According to his programme notes, Berkoff is concerned partly with exposing the "favourite British pastime" of euphemism-cloaked sexual hypocrisy - the existence of which is hardly headline news, although the factors behind it might have made a fertile starting-point. He seems uninterested, however, in digging below the surface, preferring to present it essentially as one of those quaint national quirks, the massage parlour depicted as a sort of friendly neighbourhood sanctuary where your regular British bloke can find "relief" of a type that his (invariably) sour-faced, nagging wife won't provide. Another joke, obviously, given the ending, but again the irony remains unexplored.
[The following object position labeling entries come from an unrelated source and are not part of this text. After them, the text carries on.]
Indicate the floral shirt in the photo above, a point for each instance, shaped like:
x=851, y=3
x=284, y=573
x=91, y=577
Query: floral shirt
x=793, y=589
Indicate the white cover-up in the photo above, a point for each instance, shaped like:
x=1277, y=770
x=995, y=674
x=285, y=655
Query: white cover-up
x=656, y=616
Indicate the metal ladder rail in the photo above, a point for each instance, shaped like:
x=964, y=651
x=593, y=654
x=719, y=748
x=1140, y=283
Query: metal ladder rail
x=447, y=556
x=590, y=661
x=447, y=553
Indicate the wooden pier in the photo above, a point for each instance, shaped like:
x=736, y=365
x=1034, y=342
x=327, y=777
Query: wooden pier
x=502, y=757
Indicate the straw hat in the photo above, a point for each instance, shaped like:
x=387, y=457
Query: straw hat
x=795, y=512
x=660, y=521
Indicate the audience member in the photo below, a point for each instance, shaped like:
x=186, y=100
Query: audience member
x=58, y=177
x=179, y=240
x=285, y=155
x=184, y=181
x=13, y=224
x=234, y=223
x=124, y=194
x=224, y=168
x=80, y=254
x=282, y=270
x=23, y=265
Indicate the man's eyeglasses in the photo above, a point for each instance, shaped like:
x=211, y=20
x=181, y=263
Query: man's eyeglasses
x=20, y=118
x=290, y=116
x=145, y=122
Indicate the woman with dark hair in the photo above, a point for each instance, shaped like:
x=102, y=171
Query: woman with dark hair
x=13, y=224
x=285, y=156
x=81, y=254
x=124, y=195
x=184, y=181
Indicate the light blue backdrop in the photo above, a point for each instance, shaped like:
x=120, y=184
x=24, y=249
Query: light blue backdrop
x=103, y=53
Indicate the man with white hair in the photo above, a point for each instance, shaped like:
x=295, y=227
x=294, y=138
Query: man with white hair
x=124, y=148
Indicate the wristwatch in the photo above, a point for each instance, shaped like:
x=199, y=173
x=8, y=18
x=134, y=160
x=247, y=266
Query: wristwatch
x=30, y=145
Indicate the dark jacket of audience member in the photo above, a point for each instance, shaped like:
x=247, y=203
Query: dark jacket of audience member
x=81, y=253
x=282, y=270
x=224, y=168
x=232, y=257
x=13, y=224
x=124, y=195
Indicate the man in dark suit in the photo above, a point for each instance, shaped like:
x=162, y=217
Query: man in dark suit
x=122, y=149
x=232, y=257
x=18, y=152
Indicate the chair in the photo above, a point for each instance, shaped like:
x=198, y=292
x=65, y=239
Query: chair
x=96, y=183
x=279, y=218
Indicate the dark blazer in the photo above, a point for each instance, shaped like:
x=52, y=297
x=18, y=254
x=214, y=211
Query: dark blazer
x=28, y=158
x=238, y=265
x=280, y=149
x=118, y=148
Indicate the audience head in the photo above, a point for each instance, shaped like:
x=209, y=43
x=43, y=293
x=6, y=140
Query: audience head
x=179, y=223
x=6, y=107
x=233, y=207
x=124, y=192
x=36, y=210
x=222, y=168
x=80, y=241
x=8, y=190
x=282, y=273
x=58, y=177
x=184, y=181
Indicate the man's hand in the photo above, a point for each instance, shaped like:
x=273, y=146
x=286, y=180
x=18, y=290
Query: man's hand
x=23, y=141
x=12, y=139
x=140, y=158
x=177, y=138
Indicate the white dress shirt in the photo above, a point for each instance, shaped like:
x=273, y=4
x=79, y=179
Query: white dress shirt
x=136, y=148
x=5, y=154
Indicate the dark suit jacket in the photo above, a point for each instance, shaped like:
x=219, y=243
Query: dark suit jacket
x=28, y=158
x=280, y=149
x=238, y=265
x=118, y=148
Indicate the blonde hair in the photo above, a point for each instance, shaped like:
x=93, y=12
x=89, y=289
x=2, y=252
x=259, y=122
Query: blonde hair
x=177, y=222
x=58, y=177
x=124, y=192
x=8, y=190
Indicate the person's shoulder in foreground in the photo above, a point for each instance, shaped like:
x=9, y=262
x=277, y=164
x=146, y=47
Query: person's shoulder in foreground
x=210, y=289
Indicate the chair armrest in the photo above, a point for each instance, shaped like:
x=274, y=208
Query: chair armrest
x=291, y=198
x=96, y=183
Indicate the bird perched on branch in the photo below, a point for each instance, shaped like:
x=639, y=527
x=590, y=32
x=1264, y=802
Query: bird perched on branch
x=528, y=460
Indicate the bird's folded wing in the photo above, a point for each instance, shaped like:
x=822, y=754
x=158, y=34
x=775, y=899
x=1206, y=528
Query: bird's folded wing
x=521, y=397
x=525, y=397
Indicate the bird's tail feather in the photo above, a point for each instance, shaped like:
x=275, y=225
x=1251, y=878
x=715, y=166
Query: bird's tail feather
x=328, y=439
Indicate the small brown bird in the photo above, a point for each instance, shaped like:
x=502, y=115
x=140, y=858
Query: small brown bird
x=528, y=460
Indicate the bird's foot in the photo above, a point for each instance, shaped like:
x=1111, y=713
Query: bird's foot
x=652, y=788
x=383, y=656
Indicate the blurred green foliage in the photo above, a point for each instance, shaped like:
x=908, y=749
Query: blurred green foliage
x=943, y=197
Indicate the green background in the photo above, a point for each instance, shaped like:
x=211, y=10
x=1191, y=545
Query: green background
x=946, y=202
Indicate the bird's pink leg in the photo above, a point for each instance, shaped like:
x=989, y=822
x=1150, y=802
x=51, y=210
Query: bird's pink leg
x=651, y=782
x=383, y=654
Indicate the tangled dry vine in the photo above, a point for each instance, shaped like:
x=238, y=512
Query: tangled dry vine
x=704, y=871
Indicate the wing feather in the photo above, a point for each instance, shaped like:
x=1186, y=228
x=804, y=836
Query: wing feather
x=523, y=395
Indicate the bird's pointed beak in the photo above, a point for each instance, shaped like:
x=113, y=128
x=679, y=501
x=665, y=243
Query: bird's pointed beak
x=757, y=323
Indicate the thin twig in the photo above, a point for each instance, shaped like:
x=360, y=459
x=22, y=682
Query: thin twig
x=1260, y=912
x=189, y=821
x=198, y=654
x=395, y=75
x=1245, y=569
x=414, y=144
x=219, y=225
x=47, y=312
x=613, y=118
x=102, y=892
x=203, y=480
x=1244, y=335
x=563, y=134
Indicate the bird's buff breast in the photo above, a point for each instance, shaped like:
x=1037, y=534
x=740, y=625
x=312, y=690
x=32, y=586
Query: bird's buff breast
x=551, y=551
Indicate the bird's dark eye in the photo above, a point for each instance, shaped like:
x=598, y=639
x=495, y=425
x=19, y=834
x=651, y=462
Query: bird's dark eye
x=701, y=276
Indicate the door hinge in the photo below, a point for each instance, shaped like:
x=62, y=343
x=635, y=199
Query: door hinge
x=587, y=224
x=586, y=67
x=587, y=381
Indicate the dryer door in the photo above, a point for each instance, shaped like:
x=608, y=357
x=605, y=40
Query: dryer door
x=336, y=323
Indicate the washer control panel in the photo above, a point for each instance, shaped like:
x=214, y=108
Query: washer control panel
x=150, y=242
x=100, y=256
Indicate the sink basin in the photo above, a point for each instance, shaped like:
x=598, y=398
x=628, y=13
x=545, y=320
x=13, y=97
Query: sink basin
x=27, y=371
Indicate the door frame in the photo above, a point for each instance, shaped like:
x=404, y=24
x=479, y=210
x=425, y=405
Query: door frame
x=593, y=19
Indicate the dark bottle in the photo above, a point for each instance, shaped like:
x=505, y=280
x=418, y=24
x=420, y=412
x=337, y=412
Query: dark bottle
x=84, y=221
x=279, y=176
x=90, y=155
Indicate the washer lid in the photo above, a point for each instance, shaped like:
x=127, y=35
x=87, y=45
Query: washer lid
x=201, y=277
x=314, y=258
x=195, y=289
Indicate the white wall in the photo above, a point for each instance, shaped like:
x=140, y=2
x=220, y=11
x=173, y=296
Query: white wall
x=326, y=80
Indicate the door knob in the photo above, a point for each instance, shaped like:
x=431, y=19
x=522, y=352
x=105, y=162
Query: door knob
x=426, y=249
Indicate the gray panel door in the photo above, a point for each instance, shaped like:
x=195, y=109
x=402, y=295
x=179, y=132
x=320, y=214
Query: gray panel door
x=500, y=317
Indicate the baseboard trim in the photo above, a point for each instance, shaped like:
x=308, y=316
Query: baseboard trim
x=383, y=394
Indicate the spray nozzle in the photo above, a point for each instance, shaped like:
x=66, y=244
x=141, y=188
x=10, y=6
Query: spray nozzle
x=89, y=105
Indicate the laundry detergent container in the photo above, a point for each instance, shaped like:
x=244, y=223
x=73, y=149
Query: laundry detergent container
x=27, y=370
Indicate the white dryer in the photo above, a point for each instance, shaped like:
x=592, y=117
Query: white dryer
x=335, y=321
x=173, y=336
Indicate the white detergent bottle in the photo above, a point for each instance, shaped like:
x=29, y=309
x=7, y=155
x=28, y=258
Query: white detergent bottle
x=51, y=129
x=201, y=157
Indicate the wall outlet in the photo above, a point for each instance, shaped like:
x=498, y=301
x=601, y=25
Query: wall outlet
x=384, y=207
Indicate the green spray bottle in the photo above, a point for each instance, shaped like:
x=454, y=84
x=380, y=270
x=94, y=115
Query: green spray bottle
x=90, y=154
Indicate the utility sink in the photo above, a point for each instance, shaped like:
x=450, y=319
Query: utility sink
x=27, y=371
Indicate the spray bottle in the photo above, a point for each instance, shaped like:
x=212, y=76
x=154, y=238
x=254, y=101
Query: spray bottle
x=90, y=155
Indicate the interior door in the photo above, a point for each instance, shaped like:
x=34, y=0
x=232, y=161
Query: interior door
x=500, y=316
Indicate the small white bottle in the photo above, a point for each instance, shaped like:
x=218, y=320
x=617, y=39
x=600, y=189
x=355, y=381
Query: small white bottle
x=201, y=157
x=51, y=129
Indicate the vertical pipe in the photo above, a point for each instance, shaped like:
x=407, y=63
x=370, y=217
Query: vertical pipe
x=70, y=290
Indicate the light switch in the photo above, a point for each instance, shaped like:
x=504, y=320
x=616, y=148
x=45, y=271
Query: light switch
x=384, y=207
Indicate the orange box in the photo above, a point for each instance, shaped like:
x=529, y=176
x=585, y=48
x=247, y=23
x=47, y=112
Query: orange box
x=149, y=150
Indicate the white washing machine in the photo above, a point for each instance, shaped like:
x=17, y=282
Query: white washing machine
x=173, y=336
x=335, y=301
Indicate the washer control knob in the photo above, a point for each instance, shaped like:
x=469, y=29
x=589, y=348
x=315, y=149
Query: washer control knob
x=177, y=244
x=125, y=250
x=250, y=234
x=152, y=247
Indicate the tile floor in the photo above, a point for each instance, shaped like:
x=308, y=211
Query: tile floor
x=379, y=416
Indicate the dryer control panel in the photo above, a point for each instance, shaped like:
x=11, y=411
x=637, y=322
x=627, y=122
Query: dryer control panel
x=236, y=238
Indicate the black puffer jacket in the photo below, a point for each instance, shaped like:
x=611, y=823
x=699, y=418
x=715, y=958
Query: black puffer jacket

The wife / masseur's lascivious enjoyment of her work, meanwhile, in Berkoff's portrayal of her as half happy hooker, half mythic temptress, handily sidesteps any troublesome potential questions of exploitation or abuse.

While Berkoff wiggles about camping it up, Barry Philips fills in as the husband and various punters, twice taking the spotlight to deliver long, Priapic, fantasy soliloquies, the second of which especially, featuring two schoolgirls masturbating amid an English pastoral idyll, could have been lifted near-verbatim from Hustler. Like the rest of Berkoff's putative shock-tactics - essentially amounting to graphic descriptions of the masseur's trade and liberal use of the word "cock" - these sequences came across as both undirected (why were they there?) and crudely blunt-edged; you don't go to see Berkoff expecting decorum, after all. Many in the audience, it must be said, seemed to relish the sight of Berkoff letting his hair down, but the sight of him playing against type glaringly fails to conceal the production's basic lack of structure or illuminating substance.